Michael was born in Brooklyn and, to her chagrin, still loved the Yankees, even hanging team ornaments on their Christmas tree. He was like a stocky Teddy bear — 5-foot-6 and 220 pounds, nearly all of it muscle.
He had massive, tattooed forearms and loved to cook, she said. He had grown close to her four adult children from another marriage, she recalled in a long interview Tuesday afternoon.
Then, at about 1:30 p.m., her phone rang. It was one of her sons.
“I’m going to lose my mind,” she said. “I haven’t slept. I’m losing hope, every hour that goes by.”
She hung up, and the phone rang again. It was her heart doctor. She burst into tears as she spoke.
“They’re saying it’s not looking too good,” she said. “I don’t know what to do.”
A friend sitting on her couch asked if Roberts had taken her medicine for her thyroid condition. She hadn’t.
Then Roberts began to think about herself. How would she get through the surgery next month without Michael, who had planned to take time off from fishing to help her? With no savings and a limited income from her job as a cashier at CVS, how would she make ends meet?
As soon as those thoughts arose, she banished them.
“I don’t care about money,” she said. “I just wish they would find him and bring him home.”
She continued to peer out the window and pace around the apartment, where a painting of an old fishermen and an anchor hung on the wall. She wore a ring with an anchor and a bracelet with anchor charms.
Then her son, Kevin, who works as a deckhand on a lobster boat, walked in.
“My nerves are shot,” she told him.
He said he thought the Misty Blue’s heavy dredge might have pulled the boat under, like an anchor, if the boat’s pumps stopped operating and the dredge got caught in strong tides.

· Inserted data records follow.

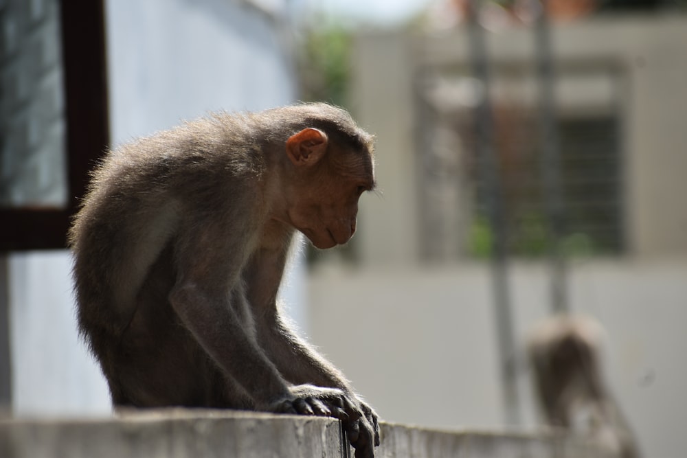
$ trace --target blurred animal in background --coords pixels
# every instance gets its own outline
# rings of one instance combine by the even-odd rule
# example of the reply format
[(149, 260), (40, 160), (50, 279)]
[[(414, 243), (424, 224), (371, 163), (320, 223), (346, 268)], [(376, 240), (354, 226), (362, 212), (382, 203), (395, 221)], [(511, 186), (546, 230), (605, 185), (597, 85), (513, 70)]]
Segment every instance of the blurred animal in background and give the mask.
[(587, 435), (620, 458), (638, 458), (634, 435), (603, 380), (603, 330), (592, 318), (560, 314), (531, 331), (527, 352), (547, 424)]

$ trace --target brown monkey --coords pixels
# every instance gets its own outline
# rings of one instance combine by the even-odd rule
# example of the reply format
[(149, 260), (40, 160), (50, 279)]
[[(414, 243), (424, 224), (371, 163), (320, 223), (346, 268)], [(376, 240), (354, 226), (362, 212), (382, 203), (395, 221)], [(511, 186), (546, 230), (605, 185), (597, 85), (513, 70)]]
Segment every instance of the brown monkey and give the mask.
[[(637, 458), (629, 424), (607, 389), (599, 355), (602, 330), (591, 318), (561, 314), (533, 329), (528, 354), (548, 424), (587, 433), (614, 456)], [(588, 424), (581, 424), (581, 420)]]
[(275, 304), (295, 230), (319, 249), (353, 235), (372, 150), (346, 111), (308, 104), (110, 152), (69, 242), (80, 330), (113, 404), (331, 416), (372, 457), (376, 414)]

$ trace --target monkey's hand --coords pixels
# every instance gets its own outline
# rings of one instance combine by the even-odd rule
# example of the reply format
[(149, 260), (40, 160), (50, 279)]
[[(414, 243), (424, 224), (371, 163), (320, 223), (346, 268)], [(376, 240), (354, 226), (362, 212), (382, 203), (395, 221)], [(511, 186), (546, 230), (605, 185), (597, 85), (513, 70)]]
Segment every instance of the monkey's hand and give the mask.
[(323, 388), (300, 385), (289, 388), (291, 396), (274, 402), (269, 410), (278, 413), (315, 415), (341, 420), (355, 458), (373, 458), (374, 446), (379, 445), (377, 414), (354, 395), (338, 388)]
[(374, 447), (379, 445), (377, 414), (361, 399), (355, 397), (355, 400), (363, 415), (352, 422), (344, 422), (344, 424), (351, 445), (355, 448), (355, 458), (372, 458)]
[(299, 385), (291, 387), (289, 391), (291, 396), (273, 403), (270, 411), (278, 413), (333, 417), (344, 422), (355, 422), (363, 417), (363, 411), (355, 400), (338, 388)]

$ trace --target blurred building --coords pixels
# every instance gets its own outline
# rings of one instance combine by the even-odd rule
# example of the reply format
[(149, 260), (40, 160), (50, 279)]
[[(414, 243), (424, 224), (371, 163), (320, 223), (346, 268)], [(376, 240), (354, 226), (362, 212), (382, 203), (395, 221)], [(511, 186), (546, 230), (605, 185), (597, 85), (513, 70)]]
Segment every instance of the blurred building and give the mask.
[[(531, 26), (484, 23), (518, 345), (550, 310), (537, 46)], [(687, 320), (687, 19), (599, 14), (551, 28), (568, 301), (606, 328), (609, 384), (646, 456), (679, 456), (687, 448), (679, 426), (687, 414), (675, 402), (687, 383), (677, 363), (687, 338), (676, 324)], [(466, 28), (362, 33), (353, 54), (350, 106), (377, 135), (380, 195), (361, 199), (357, 261), (313, 269), (311, 334), (385, 420), (503, 424), (484, 262), (494, 233), (473, 133), (485, 87)], [(532, 426), (518, 366), (521, 424)]]
[(82, 188), (68, 186), (85, 183), (108, 131), (117, 145), (210, 111), (292, 102), (287, 3), (1, 3), (0, 407), (109, 412), (76, 329), (65, 237)]

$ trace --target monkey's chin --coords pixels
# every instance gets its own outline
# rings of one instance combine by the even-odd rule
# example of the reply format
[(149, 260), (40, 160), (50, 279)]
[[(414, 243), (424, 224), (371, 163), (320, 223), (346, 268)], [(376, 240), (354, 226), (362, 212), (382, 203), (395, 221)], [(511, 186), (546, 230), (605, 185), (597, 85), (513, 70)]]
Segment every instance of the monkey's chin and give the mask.
[(339, 244), (337, 243), (336, 240), (335, 240), (333, 238), (328, 240), (326, 239), (323, 240), (322, 238), (308, 237), (308, 239), (311, 241), (311, 242), (315, 248), (320, 250), (326, 250), (329, 248), (334, 248), (337, 244)]

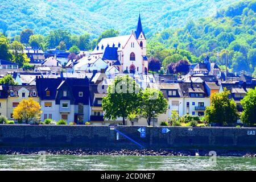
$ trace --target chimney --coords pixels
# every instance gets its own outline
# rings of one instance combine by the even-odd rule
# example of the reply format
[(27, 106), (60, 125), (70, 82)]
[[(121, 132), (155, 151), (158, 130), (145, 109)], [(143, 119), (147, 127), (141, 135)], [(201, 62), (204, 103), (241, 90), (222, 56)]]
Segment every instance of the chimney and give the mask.
[(190, 81), (190, 86), (193, 89), (193, 81), (192, 80)]

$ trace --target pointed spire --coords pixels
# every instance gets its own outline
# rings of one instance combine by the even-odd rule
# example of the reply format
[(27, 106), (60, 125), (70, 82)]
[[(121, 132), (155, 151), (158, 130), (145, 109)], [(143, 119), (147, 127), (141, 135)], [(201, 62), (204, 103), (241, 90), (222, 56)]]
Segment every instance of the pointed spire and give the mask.
[(142, 29), (142, 24), (141, 23), (141, 12), (140, 12), (139, 14), (139, 20), (138, 21), (137, 28), (136, 29), (136, 31), (135, 32), (135, 35), (136, 35), (136, 38), (137, 39), (139, 38), (139, 35), (141, 35), (141, 33), (142, 33), (142, 32), (143, 34), (144, 37), (146, 39), (145, 34), (144, 34), (144, 32), (143, 32), (143, 29)]

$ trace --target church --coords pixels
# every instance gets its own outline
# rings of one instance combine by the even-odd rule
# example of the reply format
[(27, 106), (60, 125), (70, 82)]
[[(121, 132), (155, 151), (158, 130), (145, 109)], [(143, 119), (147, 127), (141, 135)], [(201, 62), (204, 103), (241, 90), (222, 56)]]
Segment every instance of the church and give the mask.
[(90, 56), (101, 57), (109, 68), (115, 67), (121, 73), (147, 73), (146, 39), (139, 15), (137, 27), (130, 35), (102, 39)]

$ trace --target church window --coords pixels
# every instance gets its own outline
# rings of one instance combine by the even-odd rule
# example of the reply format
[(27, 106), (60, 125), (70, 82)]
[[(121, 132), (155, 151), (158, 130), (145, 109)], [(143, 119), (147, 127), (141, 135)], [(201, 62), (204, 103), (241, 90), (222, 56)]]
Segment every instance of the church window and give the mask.
[(143, 47), (143, 43), (142, 41), (141, 41), (141, 43), (139, 43), (139, 46), (141, 46), (141, 47)]
[(135, 53), (132, 52), (130, 55), (130, 61), (135, 61)]

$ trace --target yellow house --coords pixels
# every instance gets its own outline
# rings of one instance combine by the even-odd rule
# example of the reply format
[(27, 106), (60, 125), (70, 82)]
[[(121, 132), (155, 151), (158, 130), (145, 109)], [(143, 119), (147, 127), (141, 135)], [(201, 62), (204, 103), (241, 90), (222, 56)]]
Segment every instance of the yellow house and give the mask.
[(36, 86), (34, 85), (10, 85), (8, 88), (8, 99), (7, 101), (7, 115), (9, 119), (14, 119), (13, 109), (23, 99), (32, 98), (35, 101), (39, 102)]

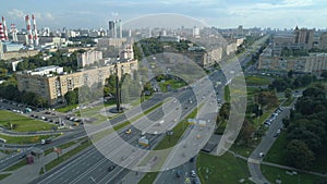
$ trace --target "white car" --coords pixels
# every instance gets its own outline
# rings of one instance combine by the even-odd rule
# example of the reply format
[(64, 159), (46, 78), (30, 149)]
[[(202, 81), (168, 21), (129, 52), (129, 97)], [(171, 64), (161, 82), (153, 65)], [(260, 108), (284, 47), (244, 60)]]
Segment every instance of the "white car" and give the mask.
[(265, 156), (264, 152), (259, 152), (259, 157), (263, 158)]

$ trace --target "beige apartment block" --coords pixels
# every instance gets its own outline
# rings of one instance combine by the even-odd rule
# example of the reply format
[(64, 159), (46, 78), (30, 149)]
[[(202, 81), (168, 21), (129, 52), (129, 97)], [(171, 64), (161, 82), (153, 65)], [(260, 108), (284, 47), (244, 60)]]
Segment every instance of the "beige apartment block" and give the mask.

He looked at his mom, who was running her fingers along the drawstring of her sweat shirt like rosary beads.
“How are you?” he asked.
She began to cry again.
“I don’t know how we’re going to get through this,” she said.
He hugged her.
“We will,” he said.
. . .
Later that afternoon, she heard from the Coast Guard.
An oil sheen had been found near where the boat went under. State Police said they’d located a large object underwater “believed to be the vessel’’ but the waters were too rough to dive into.
Tuesday night came the worst news of the day: The Coast Guard had called off its search.